Il dramma di Racak, tuttavia, non finisce così. Subito dopo la scoperta del massacro, il 17 gennaio, le forze serbe hanno ripreso gli attacchi contro Racak (dove era stata organizzata la camera ardente per le vittime) con mezzi corazzati e cannoni, costringendo i pochissimi albanesi rimasti e i verificatori OSCE a un fuggi-fuggi generale. Il 19 gennaio, il quotidiano serbo "Dnevni Telegraf" riferisce che "sulla cresta dei colli al di sopra di Racak sembra siano in corso "operazioni simultanee in tre o quattro villaggi della regione. Non lo sappiamo ancora con precisione, ma sembra che stia accadendo. Sembra trattarsi di un piano per passare sistematicamente da un villaggio all'altro". Nella stessa giornata, e per il secondo giorno di seguito, i poliziotti serbi hanno eseguito nuovi assalti contro Racak per portare via i corpi dei 45 albanesi uccisi, conseguendo alla fine il loro obiettivo. Sempre il "Dnevni Telegraf" pubblica una notizia dell'agenzia Beta che ha del clamoroso e che dà un'idea del comportamento della missione dei verificatori OSCE: il portavoce dell'OSCE Sandy Blyth ha infatti dichiarato che i verificatori hanno presenziato al momento in cui i poliziotti hanno prelevato i corpi, ma ha aggiunto di non sapere ancora se essi avevano anche accompagnato la polizia lungo l'intero tragitto fino a Pristina. Alla domanda se si cercherà di fare in modo che i corpi vengano restituiti ai parenti, Blyth ha detto di non saperlo e che tutto dipende dagli accordi tra i parenti delle vittime e le autorità jugoslave.
I funerali avverranno poi molti giorni dopo, successivamente a crudeli ed estenuanti trattative tra i famigliari e le autorità serbe. Infine, a più di due mesi di distanza, il massacro di Racak avrà un altro, cinico, risvolto. Con notevole ritardo, e dopo che le autorità serbe avevano proceduto per loro conto a un'autopsia dei cadaveri in collaborazione con medici bielorussi, è giunta in Kosovo un équipe di medici finlandesi, scelti di comune accordo tra l'UE e il governo di Belgrado, con la mediazione del sottosegretario agli esteri italiano Ranieri. Passeranno lunghissime settimane prima che tale équipe svolga il suo lavoro e metta a punto le proprie conclusioni. Ma quando queste ultime sono pronte (siamo a metà marzo e sono in corso i negoziati di Parigi per un accordo di pace, dopo che quelli di Rambouillet erano falliti) la Germania, che ha la presidenza di turno dell'UE, decide di secretarle. La spiegazione dei responsabili europei, citata dal "Washington Post" del 17 marzo, è la seguente: "a causa della estrema delicatezza del caso, l'UE chiede ai patologi di non rendere pubblici i particolari più incendiari, per non polarizzare le due parti delle trattative in corso e non impedire così un'accettazione [dell'accordo] da parte dei serbi". La responsabile dell'équipe, Helena Ranta, rilascerà solo uno scarno riassunto delle autopsie, esprimendo unicamente la propria convinzione che le vittime sono civili.

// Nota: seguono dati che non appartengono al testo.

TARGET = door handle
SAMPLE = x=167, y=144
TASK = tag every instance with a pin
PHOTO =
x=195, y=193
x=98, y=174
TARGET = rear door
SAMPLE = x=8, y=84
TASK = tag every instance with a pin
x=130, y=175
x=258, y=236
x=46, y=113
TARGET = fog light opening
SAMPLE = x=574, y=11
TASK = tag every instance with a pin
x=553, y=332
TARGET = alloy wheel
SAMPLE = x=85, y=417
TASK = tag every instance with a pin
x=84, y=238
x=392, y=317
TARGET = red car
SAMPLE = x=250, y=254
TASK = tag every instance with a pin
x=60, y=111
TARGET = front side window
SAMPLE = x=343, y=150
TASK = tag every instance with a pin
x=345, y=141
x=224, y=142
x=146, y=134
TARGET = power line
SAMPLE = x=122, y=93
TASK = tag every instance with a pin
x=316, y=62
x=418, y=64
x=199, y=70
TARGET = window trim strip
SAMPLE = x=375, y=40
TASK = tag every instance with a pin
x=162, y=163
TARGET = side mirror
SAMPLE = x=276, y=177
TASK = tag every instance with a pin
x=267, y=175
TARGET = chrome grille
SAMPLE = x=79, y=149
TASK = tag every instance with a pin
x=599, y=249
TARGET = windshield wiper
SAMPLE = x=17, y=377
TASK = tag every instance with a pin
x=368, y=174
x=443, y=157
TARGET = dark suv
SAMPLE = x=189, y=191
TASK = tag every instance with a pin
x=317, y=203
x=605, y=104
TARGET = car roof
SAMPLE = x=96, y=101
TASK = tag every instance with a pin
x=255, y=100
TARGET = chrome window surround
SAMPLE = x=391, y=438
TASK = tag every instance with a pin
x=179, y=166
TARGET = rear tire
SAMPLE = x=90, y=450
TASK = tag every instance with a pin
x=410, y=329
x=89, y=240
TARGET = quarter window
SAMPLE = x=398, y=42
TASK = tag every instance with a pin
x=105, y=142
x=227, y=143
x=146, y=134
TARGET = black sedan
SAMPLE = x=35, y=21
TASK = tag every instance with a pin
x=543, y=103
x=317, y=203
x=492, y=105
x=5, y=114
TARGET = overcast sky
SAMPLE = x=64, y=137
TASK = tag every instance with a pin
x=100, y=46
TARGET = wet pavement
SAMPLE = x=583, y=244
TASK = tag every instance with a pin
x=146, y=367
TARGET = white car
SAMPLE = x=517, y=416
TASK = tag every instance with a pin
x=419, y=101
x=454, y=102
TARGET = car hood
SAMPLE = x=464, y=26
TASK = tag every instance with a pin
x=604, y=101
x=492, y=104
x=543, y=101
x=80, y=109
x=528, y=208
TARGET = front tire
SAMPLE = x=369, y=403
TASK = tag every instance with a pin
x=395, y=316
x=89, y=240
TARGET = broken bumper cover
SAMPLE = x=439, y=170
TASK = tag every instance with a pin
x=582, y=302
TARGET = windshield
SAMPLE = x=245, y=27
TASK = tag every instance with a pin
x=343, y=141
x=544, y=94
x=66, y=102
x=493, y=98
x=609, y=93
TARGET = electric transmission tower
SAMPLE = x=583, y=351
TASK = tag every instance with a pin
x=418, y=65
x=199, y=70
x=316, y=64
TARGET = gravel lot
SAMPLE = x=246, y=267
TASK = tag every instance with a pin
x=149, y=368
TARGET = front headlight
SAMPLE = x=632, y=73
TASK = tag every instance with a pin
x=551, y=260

La disinformazione sul massacro di Racak
Lunedì 18 gennaio, due giorni dopo che il massacro è stato scoperto, a Bruxelles si concludeva con un nulla di fatto la riunione della NATO che, causa le evidenti divisioni interne, decideva di prendere tempo prima di adottare una propria linea. In particolare il corrispondente a Bruxelles del quotidiano "Nova Makedonija" riferisce della decisione da parte della NATO di attendere l'esito della missione dei suoi due inviati a Belgrado, nonché i risultati di un'indagine del Tribunale dell'Aja. Il quotidiano scrive inoltre che "la NATO vuole essere sicura di cosa sia veramente accaduto a Racak prima di attribuire la colpa solo a una parte del conflitto, come ha fatto l'OSCE, e prima di impegnarsi nuovamente con un'azione militare" ("Nova Makedonija", 19 gennaio).
A ventiquattro ore di distanza da questa riunione, puntualmente, vengono annunciate imminenti rivelazioni che getterebbero una nuova luce sul massacro di Racak. Queste rivelazioni si basano su fonti anonime citate dalla France Presse, secondo cui intorno alle 17 del 15 gennaio, osservatori OSCE, a distanza più o meno di un'ora dal termine dell'assalto delle forze al villaggio, sono entrati nel villaggio e non hanno visto né osservato nulla. In realtà il fatto era noto, anche se é stato comunicato dall'OSCE in ritardo: gli osservatori, entrati nel villaggio a operazioni concluse, hanno parlato con un paio di abitanti, hanno visto un morto e alcuni feriti, ma se ne sono andati via quasi subito perche' stava calando l'oscurità (ai verificatori OSCE è vietato muoversi al buio perche' il rischio di "incidenti" aumenta troppo).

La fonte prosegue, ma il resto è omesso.